Received 28 December 2005; Accepted 10 February 2006

Copyright © 2006 Chihiro Tohda et al. This is an open access article distributed under the Creative Commons Attribution License, which permits unrestricted use, distribution, and reproduction in any medium, provided the original work is properly cited.

Abstract

We aimed to compare the anti-inflammatory activities of six species of Curcuma drugs using adjuvant arthritis model mice.
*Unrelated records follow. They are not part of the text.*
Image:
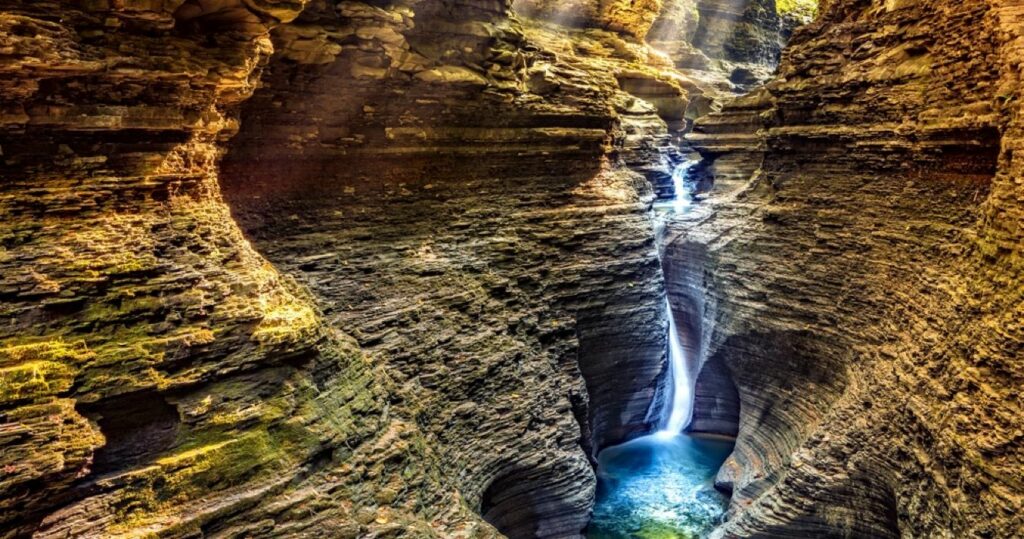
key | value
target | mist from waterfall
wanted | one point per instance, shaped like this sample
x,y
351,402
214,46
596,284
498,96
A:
x,y
663,485
678,408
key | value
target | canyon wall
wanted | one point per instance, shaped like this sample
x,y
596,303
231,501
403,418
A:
x,y
157,375
445,219
862,272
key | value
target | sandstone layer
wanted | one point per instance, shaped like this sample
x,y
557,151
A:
x,y
446,221
861,277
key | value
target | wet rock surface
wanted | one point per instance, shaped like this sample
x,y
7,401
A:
x,y
863,261
421,290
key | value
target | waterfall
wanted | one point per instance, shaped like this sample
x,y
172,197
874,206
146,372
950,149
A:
x,y
682,200
678,411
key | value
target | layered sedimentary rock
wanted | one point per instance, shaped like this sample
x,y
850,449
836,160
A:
x,y
738,39
865,279
451,252
157,375
465,209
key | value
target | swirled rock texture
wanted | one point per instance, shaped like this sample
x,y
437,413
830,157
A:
x,y
157,375
464,199
863,276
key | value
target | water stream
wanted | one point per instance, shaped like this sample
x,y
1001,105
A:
x,y
662,486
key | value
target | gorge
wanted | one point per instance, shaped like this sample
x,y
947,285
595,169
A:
x,y
400,267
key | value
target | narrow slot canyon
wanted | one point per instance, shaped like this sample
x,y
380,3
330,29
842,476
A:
x,y
524,268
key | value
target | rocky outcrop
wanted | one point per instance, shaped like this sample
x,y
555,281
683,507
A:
x,y
866,277
738,42
465,210
157,375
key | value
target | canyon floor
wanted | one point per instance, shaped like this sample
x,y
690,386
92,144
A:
x,y
376,268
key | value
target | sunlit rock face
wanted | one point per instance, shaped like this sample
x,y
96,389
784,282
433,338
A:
x,y
469,203
863,260
740,39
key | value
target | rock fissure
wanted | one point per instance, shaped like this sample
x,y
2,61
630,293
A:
x,y
379,268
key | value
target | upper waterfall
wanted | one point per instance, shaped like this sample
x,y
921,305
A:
x,y
678,408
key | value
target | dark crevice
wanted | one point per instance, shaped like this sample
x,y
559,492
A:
x,y
137,428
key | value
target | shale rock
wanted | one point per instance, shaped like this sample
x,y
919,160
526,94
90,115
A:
x,y
862,256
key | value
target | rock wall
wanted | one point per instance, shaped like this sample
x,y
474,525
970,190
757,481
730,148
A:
x,y
460,199
863,257
458,255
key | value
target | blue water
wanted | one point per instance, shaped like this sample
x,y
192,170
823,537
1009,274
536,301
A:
x,y
658,487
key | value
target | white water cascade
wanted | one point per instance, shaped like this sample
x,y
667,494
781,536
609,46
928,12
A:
x,y
679,407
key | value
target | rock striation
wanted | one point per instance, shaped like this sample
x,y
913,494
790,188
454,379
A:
x,y
862,276
381,268
449,251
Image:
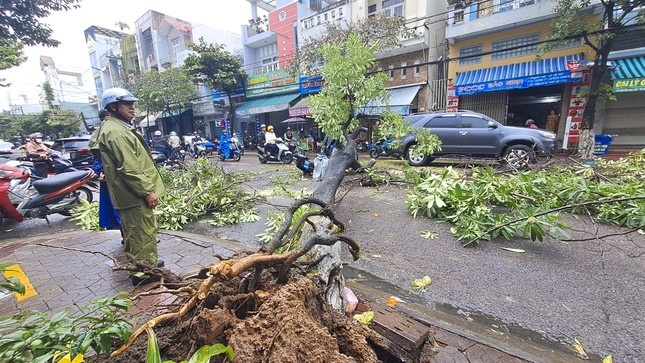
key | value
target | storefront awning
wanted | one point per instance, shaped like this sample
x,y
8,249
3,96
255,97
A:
x,y
543,72
301,108
628,68
400,101
266,104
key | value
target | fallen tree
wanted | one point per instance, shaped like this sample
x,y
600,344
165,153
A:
x,y
281,302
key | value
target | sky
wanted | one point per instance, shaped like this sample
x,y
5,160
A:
x,y
72,55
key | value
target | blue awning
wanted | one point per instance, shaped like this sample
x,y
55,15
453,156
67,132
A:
x,y
628,68
400,101
544,72
266,104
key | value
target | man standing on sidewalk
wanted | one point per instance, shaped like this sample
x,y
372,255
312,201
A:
x,y
134,182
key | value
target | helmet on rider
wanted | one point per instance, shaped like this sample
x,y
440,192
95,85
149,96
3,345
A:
x,y
36,135
116,94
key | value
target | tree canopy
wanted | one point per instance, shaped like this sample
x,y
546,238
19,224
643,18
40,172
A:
x,y
599,33
217,68
164,91
21,25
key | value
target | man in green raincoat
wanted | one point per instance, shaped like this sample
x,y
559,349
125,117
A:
x,y
134,182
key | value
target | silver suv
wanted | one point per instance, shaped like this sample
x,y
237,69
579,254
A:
x,y
468,133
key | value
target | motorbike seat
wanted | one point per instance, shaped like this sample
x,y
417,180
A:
x,y
56,182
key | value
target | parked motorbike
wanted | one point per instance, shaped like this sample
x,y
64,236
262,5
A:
x,y
303,163
24,196
233,152
283,155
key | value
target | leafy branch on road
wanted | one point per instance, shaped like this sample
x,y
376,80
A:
x,y
191,194
488,205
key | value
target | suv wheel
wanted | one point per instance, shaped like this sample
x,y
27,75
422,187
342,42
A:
x,y
519,156
415,157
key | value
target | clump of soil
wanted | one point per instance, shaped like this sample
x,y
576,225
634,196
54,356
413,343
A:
x,y
285,323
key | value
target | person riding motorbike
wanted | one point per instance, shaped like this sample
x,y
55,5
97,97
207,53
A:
x,y
290,139
224,147
270,141
262,137
160,144
175,145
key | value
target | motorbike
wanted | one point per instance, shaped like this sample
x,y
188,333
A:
x,y
283,155
239,145
233,152
303,163
25,196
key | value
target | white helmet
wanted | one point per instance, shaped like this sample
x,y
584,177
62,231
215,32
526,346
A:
x,y
113,95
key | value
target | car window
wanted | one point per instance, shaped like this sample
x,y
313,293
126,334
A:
x,y
473,122
442,121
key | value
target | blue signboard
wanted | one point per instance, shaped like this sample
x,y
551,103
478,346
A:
x,y
310,85
520,82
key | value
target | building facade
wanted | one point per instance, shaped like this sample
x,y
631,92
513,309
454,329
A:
x,y
496,66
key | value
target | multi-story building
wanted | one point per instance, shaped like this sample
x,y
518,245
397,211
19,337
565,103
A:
x,y
274,95
69,92
496,66
106,61
625,117
416,73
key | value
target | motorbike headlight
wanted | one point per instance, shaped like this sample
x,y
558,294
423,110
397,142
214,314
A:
x,y
547,134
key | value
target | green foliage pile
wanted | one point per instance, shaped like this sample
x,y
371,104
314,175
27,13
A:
x,y
488,205
201,189
32,336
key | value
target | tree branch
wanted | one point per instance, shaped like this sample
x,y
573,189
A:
x,y
565,207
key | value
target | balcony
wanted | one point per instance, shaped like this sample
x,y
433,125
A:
x,y
485,17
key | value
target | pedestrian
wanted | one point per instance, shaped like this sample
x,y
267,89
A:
x,y
530,123
135,184
552,121
108,215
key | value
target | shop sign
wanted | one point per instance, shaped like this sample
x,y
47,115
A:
x,y
310,85
629,85
521,82
271,83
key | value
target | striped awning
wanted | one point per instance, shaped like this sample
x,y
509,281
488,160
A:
x,y
628,68
543,72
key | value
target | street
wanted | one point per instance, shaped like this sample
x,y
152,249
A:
x,y
592,290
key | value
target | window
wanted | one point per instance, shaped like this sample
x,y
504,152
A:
x,y
473,122
393,7
470,55
458,16
569,43
442,121
515,47
176,47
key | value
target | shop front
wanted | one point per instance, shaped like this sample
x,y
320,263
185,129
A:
x,y
513,93
625,117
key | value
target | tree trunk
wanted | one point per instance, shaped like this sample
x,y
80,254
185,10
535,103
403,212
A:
x,y
329,269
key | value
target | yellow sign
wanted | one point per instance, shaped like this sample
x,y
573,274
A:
x,y
17,272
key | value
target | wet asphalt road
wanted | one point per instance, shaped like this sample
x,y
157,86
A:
x,y
593,291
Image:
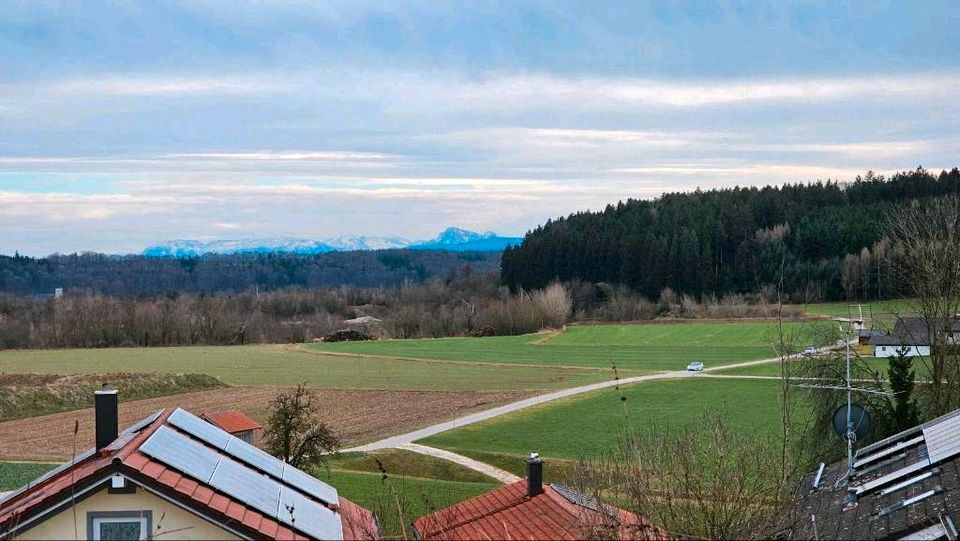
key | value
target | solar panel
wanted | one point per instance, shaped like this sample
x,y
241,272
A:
x,y
199,428
255,457
943,439
255,478
891,477
175,449
309,516
309,484
248,486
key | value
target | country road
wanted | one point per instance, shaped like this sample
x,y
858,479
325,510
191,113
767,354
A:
x,y
410,437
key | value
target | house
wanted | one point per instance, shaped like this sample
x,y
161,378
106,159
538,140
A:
x,y
912,335
909,335
529,509
906,486
176,476
235,423
866,336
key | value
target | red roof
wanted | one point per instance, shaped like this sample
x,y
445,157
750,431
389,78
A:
x,y
232,421
508,513
123,456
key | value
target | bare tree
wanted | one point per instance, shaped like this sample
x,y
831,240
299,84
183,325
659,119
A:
x,y
928,236
295,433
703,481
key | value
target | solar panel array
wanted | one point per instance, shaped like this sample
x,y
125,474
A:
x,y
943,439
257,479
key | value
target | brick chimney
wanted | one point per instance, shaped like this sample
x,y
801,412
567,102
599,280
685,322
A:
x,y
106,415
534,475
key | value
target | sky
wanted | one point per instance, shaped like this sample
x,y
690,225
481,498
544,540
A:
x,y
126,123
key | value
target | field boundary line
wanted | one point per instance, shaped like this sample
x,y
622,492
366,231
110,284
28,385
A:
x,y
300,348
503,476
550,335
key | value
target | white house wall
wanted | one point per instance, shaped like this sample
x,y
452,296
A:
x,y
893,351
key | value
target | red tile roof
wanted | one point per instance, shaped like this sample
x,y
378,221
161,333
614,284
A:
x,y
357,522
232,421
508,513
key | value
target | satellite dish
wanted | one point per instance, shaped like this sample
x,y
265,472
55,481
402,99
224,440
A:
x,y
859,417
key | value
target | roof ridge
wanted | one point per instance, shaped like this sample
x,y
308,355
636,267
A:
x,y
498,509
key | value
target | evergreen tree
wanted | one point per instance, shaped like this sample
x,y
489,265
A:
x,y
904,406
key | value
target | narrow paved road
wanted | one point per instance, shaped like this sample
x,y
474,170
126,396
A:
x,y
410,437
503,476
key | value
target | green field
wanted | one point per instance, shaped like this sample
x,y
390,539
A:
x,y
16,474
400,500
590,425
773,369
641,347
289,365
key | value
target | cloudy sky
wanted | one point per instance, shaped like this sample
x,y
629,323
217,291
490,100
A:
x,y
122,124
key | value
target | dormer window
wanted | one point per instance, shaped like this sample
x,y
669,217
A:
x,y
119,525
When orally administered 1 day before the injection of adjuvant, the methanol extract of Curcuma phaeocaulis significantly inhibited paw swelling and the serum haptoglobin concentration in adjuvant arthritis mice. Also when orally administered 1 day after the injection of adjuvant, the methanol extract of Curcuma phaeocaulis significantly inhibited paw swelling. Other Curcuma species (Curcuma longa, Curcuma wenyujin, Curcuma kwangsiensis, Curcuma zedoaria and Curcuma aromatica) had no significant inhibitory effects on adjuvant-induced paw swelling. Cyclooxygenase (COX)-2 activity was significantly inhibited by the methanol extract of C. phaeocaulis. Curcuminoids' (curcumin, bis-demethoxycurcumin and demethoxycurcumin) were rich in C. longa, but less in C. phaeocaulis and C. aromatica, not in C. wenyujin, C. kwangsiensis and C. zedoaria, suggesting that curcuminoids' contents do not relate to inhibition of arthritis swelling. Therefore, C. phaeocaulis may be a useful drug among Curcuma species for acute inflammation, and the active constituents of C. phaeocaulis are not curcuminoids.